Jennifer Samolyk, commissioner for Advisory Neighborhood Commission (ANC) 6B01, said that there is nobody home to hold accountable to the community. “If it was a resident next to a neighbor, they’d be more responsible for the trash. They’d have investment in the neighborhood and concern for their neighbors. But these groups don’t live here. They’re not good neighbors.”

Backyard Parties
Neighbors said that the use of townhouses as spaces to fete members of Congress has been going on for a long time, but has increased steadily in the last five to 10 years. Different organizations are choosing to throw parties here because the houses are in the backyard of the Capitol building, allowing attendees to spend less time in transit and more time socializing.

But there are other benefits to claiming the townhouses as residences. Lobbyists and PACs can circumvent Federal Election Commission (FEC) regulations limiting the expenditure on parties for members of Congress. According to the FEC, homeowners can spend up to $1,000 per candidate per election on a fundraising event in their home without reporting it as a contribution.

The organizations also avoid needing the kinds of permits and licenses necessary to run an event space. A spokesperson from the Alcoholic Beverage Regulation Administration (ABRA) said as long as caterers hold a District liquor license there is no limit on the number of events that can be held in a residence.

A Department of Consumer and Regulatory Affairs (DCRA) representative said that residents, including lobbyists, who work from their homes can obtain a Home Occupation Permit (HOP). Such residents can have up to five events during a 12-month period without requiring a certificate of occupancy.

Tipping Point
The CHC BOLD PAC purchase of 428 New Jersey Ave. SE has, for many residents, become a tipping point for reasons beyond the exorbitant selling price. The PAC is currently seeking a variance to rezone the house from residential to commercial use. The terms of the variance allow a nonprofit organization to repurpose a building of more than 10,000 square feet.

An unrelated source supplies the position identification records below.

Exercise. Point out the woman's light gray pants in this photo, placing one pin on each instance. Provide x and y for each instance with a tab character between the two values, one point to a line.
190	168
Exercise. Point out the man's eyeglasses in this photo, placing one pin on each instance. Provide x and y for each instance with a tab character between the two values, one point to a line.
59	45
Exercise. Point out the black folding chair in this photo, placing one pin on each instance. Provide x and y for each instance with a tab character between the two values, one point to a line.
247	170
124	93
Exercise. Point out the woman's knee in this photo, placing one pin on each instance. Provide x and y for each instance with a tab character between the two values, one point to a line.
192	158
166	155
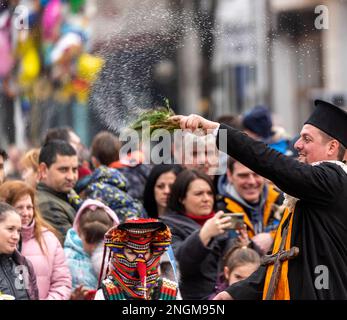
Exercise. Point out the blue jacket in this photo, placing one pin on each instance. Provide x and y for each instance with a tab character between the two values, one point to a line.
109	186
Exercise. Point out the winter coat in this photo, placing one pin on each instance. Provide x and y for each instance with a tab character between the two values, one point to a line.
79	262
52	273
12	281
262	217
55	208
109	186
135	172
199	265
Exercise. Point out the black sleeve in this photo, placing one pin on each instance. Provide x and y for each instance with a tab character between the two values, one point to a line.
317	184
250	288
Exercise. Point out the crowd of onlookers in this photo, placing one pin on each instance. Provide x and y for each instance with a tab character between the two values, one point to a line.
58	201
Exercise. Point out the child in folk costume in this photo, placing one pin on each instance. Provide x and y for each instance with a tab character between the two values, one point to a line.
135	248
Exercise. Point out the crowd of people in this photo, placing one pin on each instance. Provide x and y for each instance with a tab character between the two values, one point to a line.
82	223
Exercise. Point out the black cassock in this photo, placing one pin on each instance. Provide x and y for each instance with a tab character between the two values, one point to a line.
319	227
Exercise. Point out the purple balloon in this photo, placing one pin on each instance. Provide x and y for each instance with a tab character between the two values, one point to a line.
51	17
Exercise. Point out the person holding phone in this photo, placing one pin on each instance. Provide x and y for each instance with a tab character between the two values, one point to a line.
316	219
199	234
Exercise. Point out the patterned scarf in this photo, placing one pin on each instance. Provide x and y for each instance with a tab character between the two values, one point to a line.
138	277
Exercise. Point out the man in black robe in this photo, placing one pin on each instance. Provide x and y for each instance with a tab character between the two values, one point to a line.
317	196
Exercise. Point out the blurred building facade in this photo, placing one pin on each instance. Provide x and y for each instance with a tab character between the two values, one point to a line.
285	54
205	56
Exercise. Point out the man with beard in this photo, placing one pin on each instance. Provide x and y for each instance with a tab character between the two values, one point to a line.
316	219
58	168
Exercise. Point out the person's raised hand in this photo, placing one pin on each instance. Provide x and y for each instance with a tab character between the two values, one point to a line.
214	226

Representing CHC BOLD PAC at the May ANC meeting, attorney Meredith Moldenhauer said that in contrast to groups using residential homes as event space without legal justification, the BOLD PAC was doing things “the right way.” But residents argued that the PAC is not a nonprofit or charitable organization. They also argued that at 2,100 square feet, the home is too small to qualify for the exemption, which they said was designed to prevent the deterioration of larger, mansion-style homes that are too expensive to maintain as residences.

Jennifer Samolyk said this decision could lead to commercial rezoning of other homes in the neighborhood. “It will have a profound effect on other ANCs if this is allowed. It’s precedent-setting.”

“If this house goes, they’ll all go,” agreed Ponti.

The Capitol Hill Restoration Society (CHRS) has voted unanimously to oppose the application. CHRS Zoning Committee Chairperson Gary Peterson said that “the prime legal reason we opposed the application was the house was not 10,000 square feet.” The bigger reason, he added, was neighbor opposition. At its May 9 meeting, the ANC also opposed the application on similar grounds. Regardless, the application could still be approved by the Board of Zoning Adjustment in early June.

Under Siege
Neighbors have been galvanized by the issue. A number of them have contributed $1,000 each to retain a lawyer in the fight against the CHC BOLD PAC Board of Zoning application. They also resist in other ways. Often it is neighbors who do the initial investigation into apparent party houses. They collect evidence that homes are being used as event space and turn it over to the DCRA.

Samolyk said their efforts have been rewarded in some cases. By working with the DCRA, three similar homes on D Street SE have been closed down and one on New Jersey Avenue SE is under investigation. “They have been increasingly more responsive,” Samolyk said of DCRA.

“Unfortunately, this is not a new problem to our Capitol Hill neighborhood,” Ward 6 Councilmember Charles Allen (D) said. “My office will continue to support the ANC’s work with the neighbors and keep pushing DCRA on enforcement of violations.”

Ponti said that the toll on the neighborhood is psychological, emotional and financial. “It’s like we’re under siege,” Ponti explained. “This is taking a serious toll on the community, the stress of fighting it year after year. You can’t put that kind of pressure on residents to prove that this is a residential neighborhood.”

The Board of Zoning hearing for 428 New Jersey Ave. SE is scheduled for 9:30 a.m., Wednesday, June 7, in the Jerrily R. Kress Memorial Hearing Room, Room 220 South, at One Judiciary Square, 441 Fourth St. NW.